Debatte um deutsche Planspiele für Militär-Optionen im Syrien-Krieg

Die syrisch-russischen Angriffe auf die letzte Rebellenhochburg Idlib nehmen zu. Soll sich Deutschland im Falle eines weiteren Einsatzes von Chemiewaffen gegen Zivilisten an neuen militärischen Vergeltungsschlägen beteiligen? Planungen sind noch Theorie, bergen aber jede Menge Konfliktstoff.

Das Verteidigungsministerium prüft auf Anfrage der USA militärische Optionen für den Fall eines erneuten Chemiewaffeneinsatzes durch Kräfte des syrischen Präsidenten Baschar al-Assad. Im Verteidigungsministerium werde erwogen, sich in diesem Fall an der Allianz der USA sowie Großbritanniens und Frankreichs zu beteiligen, schreibt die «Bild»-Zeitung (Montag). Aus dem Verteidigungsministerium wurde die Prüfung als eine Planungsgrundlage relativiert. Die SPD lehnte aber jegliche Beteiligung der Bundeswehr an Vergeltungsaktionen nach einem möglichen Chemiewaffeneinsatz der syrischen Regierungstruppen ab.

Die USA, Großbritannien und Frankreich hatten im April Ziele in Syrien angegriffen und damit nach eigener Darstellung auf einen Chemiewaffen-Einsatz von Assad im syrischen Bürgerkrieg reagiert. In von der Leyens Haus sei die grundsätzliche Möglichkeit einer deutschen Beteiligung an Vergeltungsangriffen gegen Assad im Falle eines Chemiewaffen-Einsatzes diskutiert worden, berichtete die «Bild». In späteren Gesprächen sei es um Optionen wie Aufklärungsflüge vor einem möglichen Angriff, um eine Schadensanalyse danach sowie um die Teilnahme an möglichen Kampfeinsätzen gegangen.
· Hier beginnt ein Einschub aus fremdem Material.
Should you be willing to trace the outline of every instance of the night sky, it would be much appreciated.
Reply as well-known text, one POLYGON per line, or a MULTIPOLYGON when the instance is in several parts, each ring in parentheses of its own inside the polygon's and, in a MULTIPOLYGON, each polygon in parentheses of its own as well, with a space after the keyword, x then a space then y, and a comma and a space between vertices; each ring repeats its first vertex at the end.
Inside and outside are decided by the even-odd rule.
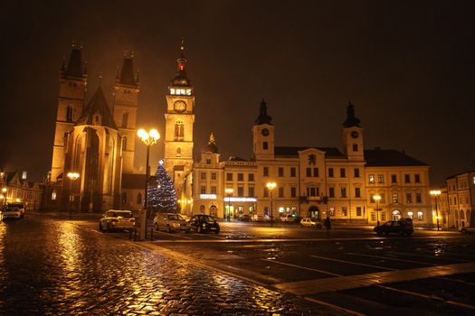
MULTIPOLYGON (((164 132, 181 37, 196 101, 195 154, 214 132, 223 159, 252 156, 265 98, 276 145, 341 148, 348 101, 365 146, 405 150, 432 183, 475 169, 473 1, 3 1, 0 169, 51 168, 59 70, 83 45, 90 98, 111 105, 135 52, 138 125, 164 132)), ((136 164, 145 164, 137 143, 136 164)), ((152 170, 163 141, 152 147, 152 170)))

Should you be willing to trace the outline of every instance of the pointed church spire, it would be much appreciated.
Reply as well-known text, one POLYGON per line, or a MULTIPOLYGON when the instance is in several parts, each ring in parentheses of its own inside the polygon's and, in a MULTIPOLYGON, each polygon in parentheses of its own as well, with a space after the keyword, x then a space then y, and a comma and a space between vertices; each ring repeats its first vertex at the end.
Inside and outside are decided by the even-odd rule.
POLYGON ((170 86, 191 87, 190 79, 186 76, 186 58, 185 58, 185 39, 182 37, 180 57, 176 60, 176 74, 170 82, 170 86))
POLYGON ((343 126, 345 127, 352 127, 352 126, 358 126, 360 120, 356 118, 355 116, 355 106, 351 104, 351 101, 348 102, 348 106, 347 107, 347 119, 345 122, 343 122, 343 126))
POLYGON ((256 120, 254 121, 255 125, 260 125, 262 124, 272 125, 272 117, 267 114, 267 103, 263 98, 262 101, 261 101, 261 107, 259 108, 259 116, 257 116, 256 120))
POLYGON ((74 43, 72 44, 70 60, 68 62, 68 67, 66 68, 64 74, 66 76, 72 77, 85 76, 85 73, 82 70, 82 49, 76 47, 74 43))
POLYGON ((121 85, 128 86, 138 86, 134 75, 134 55, 133 53, 130 57, 128 57, 127 54, 124 54, 124 61, 122 62, 122 69, 120 70, 120 75, 119 76, 118 81, 121 85))

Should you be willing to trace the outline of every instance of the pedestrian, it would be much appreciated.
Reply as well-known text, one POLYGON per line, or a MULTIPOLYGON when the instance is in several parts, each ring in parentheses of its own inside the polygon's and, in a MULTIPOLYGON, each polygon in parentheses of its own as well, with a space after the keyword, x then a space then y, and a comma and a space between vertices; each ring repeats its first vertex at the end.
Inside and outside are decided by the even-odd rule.
POLYGON ((331 229, 330 218, 327 217, 327 218, 325 218, 324 225, 325 225, 325 228, 327 228, 327 235, 329 235, 330 229, 331 229))

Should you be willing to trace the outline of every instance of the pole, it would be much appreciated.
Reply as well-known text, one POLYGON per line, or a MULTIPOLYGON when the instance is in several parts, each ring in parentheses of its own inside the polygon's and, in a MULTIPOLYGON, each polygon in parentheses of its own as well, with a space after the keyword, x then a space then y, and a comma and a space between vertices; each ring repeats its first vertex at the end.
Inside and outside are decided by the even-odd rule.
POLYGON ((441 230, 439 226, 439 209, 437 208, 437 195, 435 196, 435 216, 437 217, 437 231, 441 230))
POLYGON ((271 190, 271 227, 273 228, 274 225, 274 213, 272 208, 272 190, 271 190))

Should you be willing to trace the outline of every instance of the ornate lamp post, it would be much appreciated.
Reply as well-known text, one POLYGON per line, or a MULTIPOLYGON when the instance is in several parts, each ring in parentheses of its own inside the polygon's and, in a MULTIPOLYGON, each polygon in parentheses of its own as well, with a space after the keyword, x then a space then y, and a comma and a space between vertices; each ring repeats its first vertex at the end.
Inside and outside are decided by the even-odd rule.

«Die SPD wird weder in der Regierung noch im Parlament einer Beteiligung Deutschlands am Krieg in Syrien zustimmen», teilte die SPD-Vorsitzende Andrea Nahles mit. «Wir unterstützen den Außenminister (Heiko Maas, SPD) bei seinem Bemühungen, im Gespräch mit unter anderem der Türkei und Russland, eine humanitäre Katastrophe zu verhindern.»
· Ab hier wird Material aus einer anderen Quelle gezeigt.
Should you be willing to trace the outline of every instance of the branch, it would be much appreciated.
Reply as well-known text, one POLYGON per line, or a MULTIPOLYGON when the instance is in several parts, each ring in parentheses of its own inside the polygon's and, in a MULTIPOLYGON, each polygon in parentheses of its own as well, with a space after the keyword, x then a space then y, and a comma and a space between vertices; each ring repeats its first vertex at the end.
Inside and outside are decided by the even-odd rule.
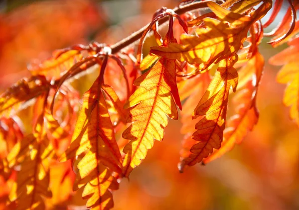
MULTIPOLYGON (((176 13, 177 14, 180 15, 188 11, 190 11, 194 10, 195 9, 206 7, 207 6, 206 2, 208 1, 210 1, 208 0, 205 1, 199 1, 188 3, 183 6, 177 6, 175 7, 173 10, 175 13, 176 13)), ((159 21, 160 24, 162 24, 163 23, 165 23, 167 21, 168 18, 168 17, 164 17, 161 18, 159 21)), ((141 38, 141 36, 142 36, 142 34, 143 34, 144 32, 149 26, 150 24, 150 23, 148 24, 147 25, 144 26, 143 27, 139 29, 138 31, 133 33, 132 34, 127 37, 127 38, 125 38, 125 39, 122 39, 118 43, 111 45, 111 48, 112 50, 112 53, 113 54, 114 54, 121 51, 123 49, 131 45, 131 44, 133 44, 134 42, 140 39, 141 38)))

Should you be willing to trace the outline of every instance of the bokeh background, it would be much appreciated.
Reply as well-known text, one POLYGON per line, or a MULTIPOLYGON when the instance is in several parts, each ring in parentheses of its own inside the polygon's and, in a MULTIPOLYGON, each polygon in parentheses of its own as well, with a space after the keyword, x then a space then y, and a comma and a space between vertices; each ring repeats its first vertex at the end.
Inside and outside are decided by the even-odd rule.
MULTIPOLYGON (((54 50, 94 40, 115 43, 150 21, 157 9, 174 7, 179 1, 0 1, 0 91, 28 75, 27 67, 49 58, 54 50)), ((123 180, 114 193, 114 209, 299 209, 299 131, 282 103, 285 87, 276 81, 279 67, 267 62, 287 45, 273 49, 265 40, 260 48, 266 61, 258 96, 260 115, 253 132, 221 158, 180 174, 177 164, 181 124, 171 121, 163 142, 155 143, 130 181, 123 180)), ((83 77, 80 82, 83 93, 90 79, 83 77)), ((60 186, 53 199, 59 203, 70 186, 68 180, 59 182, 57 168, 51 174, 57 183, 51 184, 60 186)), ((73 209, 85 209, 79 193, 65 200, 73 209)), ((66 209, 57 205, 53 209, 66 209)))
Maas äußerte sich zurückhaltend: «Andrea Nahles hat natürlich vollkommen recht, dass die Bundesregierung sich natürlich auf dem Boden des Grundgesetzes und des Völkerrechtes bewegen wird.» Das letzte militärische Eingreifen der USA, Frankreichs und Großbritanniens nach einem mutmaßlichen Giftgaseinsatz in Syrien hatte Deutschland im Frühjahr zwar politisch unterstützt, sich militärisch aber herausgehalten. Eine Beteiligung wäre auch sowohl verfassungsrechtlich als auch völkerrechtlich nur schwer zu begründen gewesen.

Laut Grundgesetz ist der Einsatz der Bundeswehr im Ausland nur in einem System kollektiver Sicherheit möglich, also etwa innerhalb der Vereinten Nationen, der Nato oder der Europäischen Union. Das traf für das letzte militärische Eingreifen des Westens in Syrien nicht zu. Es war ein Alleingang dreier Länder. Zudem war der Militärschlag vom wissenschaftlichen Dienst des Bundestags als völkerrechtswidrig eingestuft worden.
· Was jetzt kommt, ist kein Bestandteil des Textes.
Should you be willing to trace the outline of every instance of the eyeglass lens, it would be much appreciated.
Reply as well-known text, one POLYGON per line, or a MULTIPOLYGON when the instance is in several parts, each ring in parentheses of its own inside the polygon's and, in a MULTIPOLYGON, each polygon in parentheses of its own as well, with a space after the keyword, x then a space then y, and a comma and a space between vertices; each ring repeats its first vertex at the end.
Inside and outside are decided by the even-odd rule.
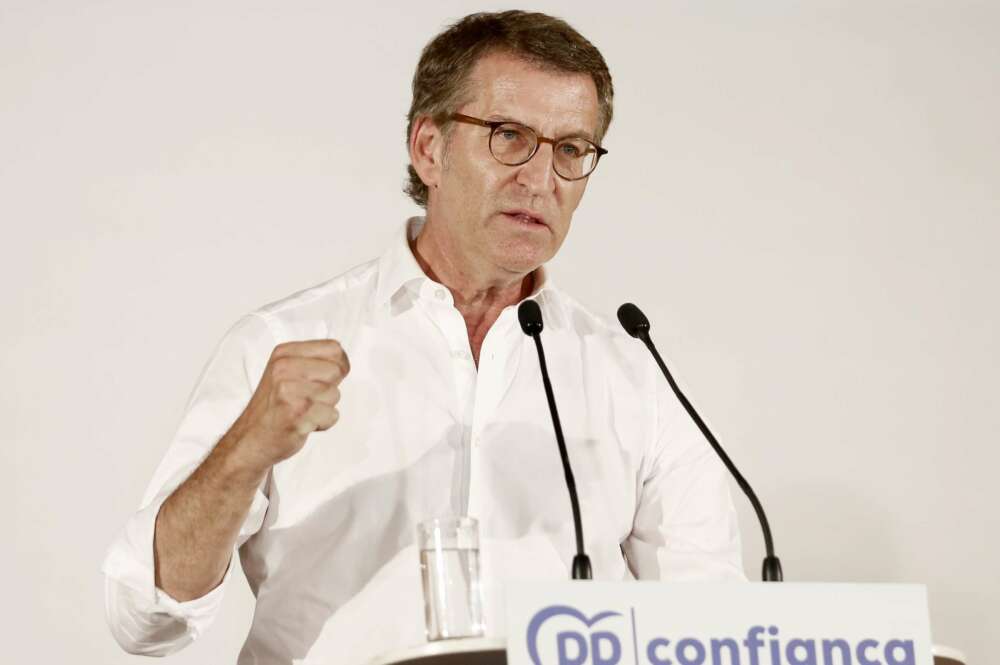
MULTIPOLYGON (((490 136, 490 152, 508 166, 524 164, 537 147, 538 135, 530 127, 517 123, 499 125, 490 136)), ((597 150, 585 139, 563 139, 553 147, 552 155, 556 173, 568 180, 590 175, 597 166, 597 150)))

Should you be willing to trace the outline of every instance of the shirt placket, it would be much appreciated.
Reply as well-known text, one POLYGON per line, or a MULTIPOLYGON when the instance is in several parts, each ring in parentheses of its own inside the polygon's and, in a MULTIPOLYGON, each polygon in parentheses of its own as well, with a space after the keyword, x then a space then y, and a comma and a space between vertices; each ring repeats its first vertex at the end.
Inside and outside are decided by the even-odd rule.
POLYGON ((455 309, 451 293, 434 282, 427 281, 422 287, 422 298, 427 302, 431 318, 444 336, 448 363, 452 370, 455 386, 455 413, 461 427, 461 441, 455 451, 458 466, 456 513, 468 514, 470 473, 472 468, 473 413, 478 392, 476 364, 469 346, 469 333, 461 313, 455 309))

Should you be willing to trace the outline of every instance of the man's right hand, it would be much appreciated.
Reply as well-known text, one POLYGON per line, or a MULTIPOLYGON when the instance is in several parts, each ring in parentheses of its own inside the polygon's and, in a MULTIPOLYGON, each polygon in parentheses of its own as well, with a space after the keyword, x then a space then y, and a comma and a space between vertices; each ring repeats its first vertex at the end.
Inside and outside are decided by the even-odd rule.
POLYGON ((350 369, 336 340, 274 347, 257 390, 230 429, 245 462, 266 472, 301 450, 310 433, 333 427, 340 418, 340 382, 350 369))

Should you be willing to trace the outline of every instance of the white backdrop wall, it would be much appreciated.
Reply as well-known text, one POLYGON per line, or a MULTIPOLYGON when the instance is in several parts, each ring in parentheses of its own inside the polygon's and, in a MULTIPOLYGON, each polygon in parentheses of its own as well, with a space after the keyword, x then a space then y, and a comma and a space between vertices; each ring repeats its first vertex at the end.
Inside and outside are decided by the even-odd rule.
MULTIPOLYGON (((98 567, 202 364, 413 214, 419 50, 495 8, 0 0, 0 659, 134 662, 98 567)), ((647 310, 787 579, 926 583, 935 641, 991 662, 998 4, 531 8, 596 43, 617 89, 559 283, 647 310)), ((172 662, 232 662, 251 612, 234 580, 172 662)))

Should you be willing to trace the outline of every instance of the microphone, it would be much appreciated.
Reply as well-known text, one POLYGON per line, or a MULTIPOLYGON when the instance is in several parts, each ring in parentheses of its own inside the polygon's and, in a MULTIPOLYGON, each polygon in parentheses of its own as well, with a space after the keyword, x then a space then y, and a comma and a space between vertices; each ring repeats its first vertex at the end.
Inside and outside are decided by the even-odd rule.
POLYGON ((667 383, 673 389, 674 394, 677 395, 677 399, 680 400, 681 404, 684 405, 684 410, 688 412, 691 416, 691 420, 695 422, 701 433, 705 435, 708 442, 711 444, 712 448, 718 454, 722 463, 726 465, 729 469, 729 473, 733 475, 736 479, 736 483, 743 490, 743 493, 747 495, 750 499, 750 503, 753 505, 754 512, 757 513, 757 519, 760 521, 760 528, 764 532, 764 547, 766 549, 766 556, 764 557, 764 564, 761 567, 761 579, 765 582, 780 582, 782 581, 783 575, 781 572, 781 561, 778 557, 774 555, 774 540, 771 538, 771 526, 767 523, 767 516, 764 514, 764 507, 760 505, 760 501, 757 499, 757 495, 754 494, 753 489, 750 487, 750 483, 746 481, 743 474, 739 472, 733 461, 729 459, 729 455, 726 451, 722 449, 719 442, 715 440, 712 433, 708 430, 708 426, 701 419, 698 413, 691 406, 691 402, 688 401, 684 393, 677 386, 677 382, 674 381, 674 377, 671 376, 670 370, 667 369, 666 364, 663 362, 663 358, 660 357, 659 352, 656 347, 653 346, 653 340, 649 337, 649 319, 646 315, 642 313, 638 307, 630 302, 625 303, 618 308, 618 321, 622 324, 622 328, 625 329, 632 337, 642 340, 649 352, 653 354, 653 358, 656 360, 656 364, 660 366, 660 370, 663 372, 663 376, 667 377, 667 383))
POLYGON ((517 308, 517 320, 521 322, 521 330, 524 331, 524 334, 535 340, 535 348, 538 349, 538 364, 542 367, 542 383, 545 386, 545 397, 549 401, 552 427, 556 431, 556 443, 559 444, 559 457, 562 458, 563 473, 566 475, 566 489, 569 490, 569 502, 573 507, 573 528, 576 531, 576 556, 573 557, 572 569, 573 579, 589 580, 592 578, 592 573, 590 570, 590 558, 583 551, 583 524, 580 521, 580 499, 576 495, 576 480, 573 479, 573 469, 569 465, 566 440, 563 439, 562 425, 559 424, 556 398, 552 394, 549 370, 545 365, 545 350, 542 349, 542 308, 534 300, 525 300, 517 308))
Jeder Einsatz müsse mit dem Parlamentsbeteiligungsgesetz in Einklang stehen, sagte ein Sprecher des Verteidigungsministeriums. «Wir reden hier über einen sehr hypothetischen Fall», sagte er. «Es ist eine Selbstständlichkeit, dass alle Streitkräfte der Welt planen in Szenarien und müssen das auch tun.»

Regierungssprecher Steffen Seibert sagte: «Die Situation in Syrien, die Situation in Idlib im Speziellen, ist ja so, dass man wirklich große Sorgen haben muss, dass sich dort entsetzliche Muster aus anderen syrischen Kampfschauplätzen wiederholen könnten, und dass hunderttausende Menschen in höchster Gefahr sind.» Über diese Lage werde mit den Verbündeten und Partnern gesprochen.

Die Bilder und Berichte aus Idlib seien schwer erträglich, sagte der verteidigungspolitischen Sprecher der Unionsfraktion im Bundestag, Henning Otte. «Unzählige Menschen in Idlib leiden unter dem Terror von Assads Bombardements auf die eigene Bevölkerung. Es ist daher wichtig, dass wir alle Handlungsmöglichkeiten prüfen - auch ein militärisches Handeln müssen wir natürlich erwägen», erklärte er.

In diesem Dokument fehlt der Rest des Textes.